For all the challenges, the students were encouraged to work together to solve problems, and to think about those problems differently than they might in their classrooms.
“It was hard! But it was interesting, and very fun to do, even if stressful!” said Maria Dumitru, 14, from the Terreaux school in Neuchâtel after the test was finished.
Alexandra Soldevilla, Maria’s mathematics teacher, said that while most of her students like mathematics and are curious, cryptography is a new challenge for them.
“I have found this to be a very good experience for all my students, particularly those who lack confidence in themselves and think they are less gifted in math. I generally do a lot of math competitions with my students, because it changes the classroom routine a bit. But I thought this one was great because it is very different from other competitions. It’s the students’ first time discovering cryptography, but maybe this will spark an interest for the future,” said Soldevilla. She added that she was “very, very proud” of her 16-student delegation, which included 11 girls.
“On the shoulders of giants"
While the exercises help students connect mathematics to computer science via computational thinking, the Alkindi competition also introduces youth to one of the most important applications of mathematics today: digital security.
In a presentation following the test, IC Professor Rachid Guerraoui, head of the Distributed Computing Laboratory (DCL), emphasized the importance of algorithms in modern computing by bringing his young audience on a journey through history, introducing them to the “giants” of computer science.
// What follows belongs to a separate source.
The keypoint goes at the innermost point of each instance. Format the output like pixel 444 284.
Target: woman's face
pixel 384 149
Through the works of eighth-century mathematician Al-Khwarizmi, whose name forms the root of the word “algorithm”, to the first computer programmer Ada Lovelace and cryptanalytic pioneer Alan Turing, Guerraoui emphasized both the great potential and the risks of algorithms.
“Algorithms are doing incredible things but they have some weaknesses. To understand these weaknesses, we must study computer systems. It's a fascinating and very important field,” Guerraoui concluded.